Outside of the human body, amino acids are used in the food industry to add flavor to different prepared meals and are also added to animal feed to make up for a lack of nutrition.
What is BCAA?
There are only three BCAAs that are essential for humans, and they are leucine, isoleucine, and valine, and their “branch-chain” is of course what sets them apart from the other amino acids.
What that means is that an alpha carbon atom branches off the side of the molecule, and has a minimum of three other carbon molecules attached and surrounding it.
The three BCAAs make up forty percent of the required dietary amino acid intake for humans, and it is well documented that they play a huge role in protein synthesis and turnover, as well as the metabolization of glucose.
For this reason, BCAAs have become the subject of a lot of speculation and research done by sports scientists to see if athletic performance/recovery can be improved by supplements.
The BCAAs activate enzymes that encourage muscle growth, and repair damage was done by exercising, however many studies have shown that taking BCAA supplements is not as effective at building mass as whey protein.
They are also thought to help with workout recovery given they lower the body’s level of creatine and lactate after physical exertion, which are chemicals involved in muscle damage.
They also encourage muscle growth (although less than taking all amino acid supplements), and recovery, and have been shown to improve function and symptoms in people with liver disease.
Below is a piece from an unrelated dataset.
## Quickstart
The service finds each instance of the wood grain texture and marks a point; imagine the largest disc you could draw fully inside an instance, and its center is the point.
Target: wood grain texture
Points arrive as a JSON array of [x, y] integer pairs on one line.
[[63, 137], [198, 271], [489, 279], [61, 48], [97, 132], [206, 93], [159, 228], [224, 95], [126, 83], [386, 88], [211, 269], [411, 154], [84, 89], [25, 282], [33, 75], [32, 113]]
Main Differences Between Amino Acids and BCAA
- Amino acids have both a group of amine and carboxyl atoms in their chemical makeup, whereas BCAAs also have a carbon atom chain that “branches” off to the side.
- There are approximately five hundred amino acids known to humanity, twenty of which are considered “standard”, of which nine are considered essential, of which three are our BCAAs.
- Amino acids, in general, can be synthesized in the body, usually by our livers, whereas the BCAA’s are essential amino acids and must be ingested in food or supplements.
- The majority of the standard amino acids are metabolized by the liver in humans, however, the muscles are the point of action for the BCAAs, which are therefore metabolized there.
- The BCAAs have a lot to do with muscle growth and recovery, whereas amino acids, in general, have a huge and varied range of functions in the human body.
The chemical composition of amino acids and BCAAs are very similar, the major difference being that an alpha carbon atom of the BCAAs branches off to the side, surrounded by at least three others.
When comparing their respective functions in the body, the BCAAs are very specifically targeted towards muscle performance and recovery, whereas the other amino acids are more general.
There has been a lot of research done around BCAA supplementation for workouts, however, at this stage, there is no good evidence for efficacy over a supplement that contains all twenty essential amino acids.